Les mêmes causes produiront-elles les mêmes effets ? Autrement dit, est-ce que le déclenchement de la guerre en Iran et la flambée associée des prix du pétrole et du gaz entraîneront un choc inflationniste comparable à celui de 2022 ? Leurs effets négatifs sur la croissance seront-ils du même ordre que ceux de la guerre en Ukraine et du choc énergétique qui s’est ensuivi ?
Nous avons sélectionné un ensemble d’indicateurs pour suivre les répercussions de ce nouveau choc énergétique, dû à la guerre au Moyen-Orient, sur l’activité et les prix dans la zone euro, aux États-Unis, sur les marchés du pétrole et du gaz et dans les pays émergents. Nous pouvons ainsi voir aussi dans quelle mesure la situation actuelle diffère de celle de 2022 au déclenchement du conflit en Ukraine.
Ce tableau de bord graphique et commenté sera mis à jour sur une base mensuelle le temps nécessaire.
Au global, sur la base des données disponibles jusqu’en août 2026, l’impact inflationniste et sur l’activité du choc énergétique actuel demeure sensiblement moindre que le choc de 2022. Du fait du regain de tensions dans le conflit en Iran et, en conséquence, sur les prix des hydrocarbures, l’inflation connaît une nouvelle phase de hausse, mais d’ampleur limitée pour l’heure et uniquement tirée par les prix de l’énergie.
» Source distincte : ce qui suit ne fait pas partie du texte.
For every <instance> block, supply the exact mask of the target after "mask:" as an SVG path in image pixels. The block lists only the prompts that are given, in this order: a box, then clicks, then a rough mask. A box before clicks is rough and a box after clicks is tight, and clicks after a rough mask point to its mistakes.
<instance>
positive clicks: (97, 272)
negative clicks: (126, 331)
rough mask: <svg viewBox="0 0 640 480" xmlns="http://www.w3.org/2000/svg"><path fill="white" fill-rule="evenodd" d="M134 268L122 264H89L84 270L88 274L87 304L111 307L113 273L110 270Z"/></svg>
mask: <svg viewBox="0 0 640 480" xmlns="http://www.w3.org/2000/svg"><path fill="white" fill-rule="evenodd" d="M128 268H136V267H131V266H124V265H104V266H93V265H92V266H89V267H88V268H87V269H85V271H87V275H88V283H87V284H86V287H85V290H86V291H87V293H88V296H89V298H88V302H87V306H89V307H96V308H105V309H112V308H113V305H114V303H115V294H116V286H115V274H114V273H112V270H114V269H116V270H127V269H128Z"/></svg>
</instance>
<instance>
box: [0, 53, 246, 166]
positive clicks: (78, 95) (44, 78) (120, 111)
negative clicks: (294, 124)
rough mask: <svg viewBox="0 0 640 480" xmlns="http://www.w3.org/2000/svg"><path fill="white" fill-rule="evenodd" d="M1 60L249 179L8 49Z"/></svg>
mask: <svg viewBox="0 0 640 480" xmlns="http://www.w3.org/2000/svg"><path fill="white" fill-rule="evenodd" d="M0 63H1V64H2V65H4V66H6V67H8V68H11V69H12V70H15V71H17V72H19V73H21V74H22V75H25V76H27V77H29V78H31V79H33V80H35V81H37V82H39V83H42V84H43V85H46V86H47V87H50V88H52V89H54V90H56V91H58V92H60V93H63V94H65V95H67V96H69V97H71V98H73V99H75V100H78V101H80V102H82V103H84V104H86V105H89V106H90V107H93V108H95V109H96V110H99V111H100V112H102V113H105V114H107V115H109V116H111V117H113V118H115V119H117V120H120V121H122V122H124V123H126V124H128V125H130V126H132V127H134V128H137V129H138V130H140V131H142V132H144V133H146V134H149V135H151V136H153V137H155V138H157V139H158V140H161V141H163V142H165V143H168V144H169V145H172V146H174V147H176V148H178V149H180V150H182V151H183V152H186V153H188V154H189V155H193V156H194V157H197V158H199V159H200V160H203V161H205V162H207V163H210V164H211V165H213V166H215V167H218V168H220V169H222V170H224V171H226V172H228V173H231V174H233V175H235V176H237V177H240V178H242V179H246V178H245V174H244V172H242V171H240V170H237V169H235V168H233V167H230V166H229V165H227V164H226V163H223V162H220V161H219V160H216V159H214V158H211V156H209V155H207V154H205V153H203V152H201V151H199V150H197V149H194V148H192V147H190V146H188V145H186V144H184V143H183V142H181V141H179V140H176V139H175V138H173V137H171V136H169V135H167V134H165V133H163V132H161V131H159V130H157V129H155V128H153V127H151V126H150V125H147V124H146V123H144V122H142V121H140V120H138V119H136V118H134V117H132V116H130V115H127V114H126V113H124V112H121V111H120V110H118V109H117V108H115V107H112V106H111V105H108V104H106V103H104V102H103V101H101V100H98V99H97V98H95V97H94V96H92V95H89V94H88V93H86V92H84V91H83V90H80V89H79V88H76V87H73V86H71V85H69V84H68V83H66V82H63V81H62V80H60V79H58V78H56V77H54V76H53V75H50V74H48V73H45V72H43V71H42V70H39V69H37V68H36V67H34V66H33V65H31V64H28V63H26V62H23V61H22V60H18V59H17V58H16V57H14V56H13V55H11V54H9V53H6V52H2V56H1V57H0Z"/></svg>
Dans leur ensemble, les données d’enquête ne portent pas la trace de ces évolutions négatives.
Dans la zone euro, la poursuite de l’amélioration du climat des affaires dans le secteur manufacturier et de la confiance des consommateurs est remarquable. Aux États-Unis, le choc énergétique continue d’épargner l’activité. Les économies émergentes continuent également de faire preuve de résistance, surtout du côté des conditions de financement. Sur le marché du gaz et du pétrole, l’équilibre est précaire et maintient les prix à un niveau élevé.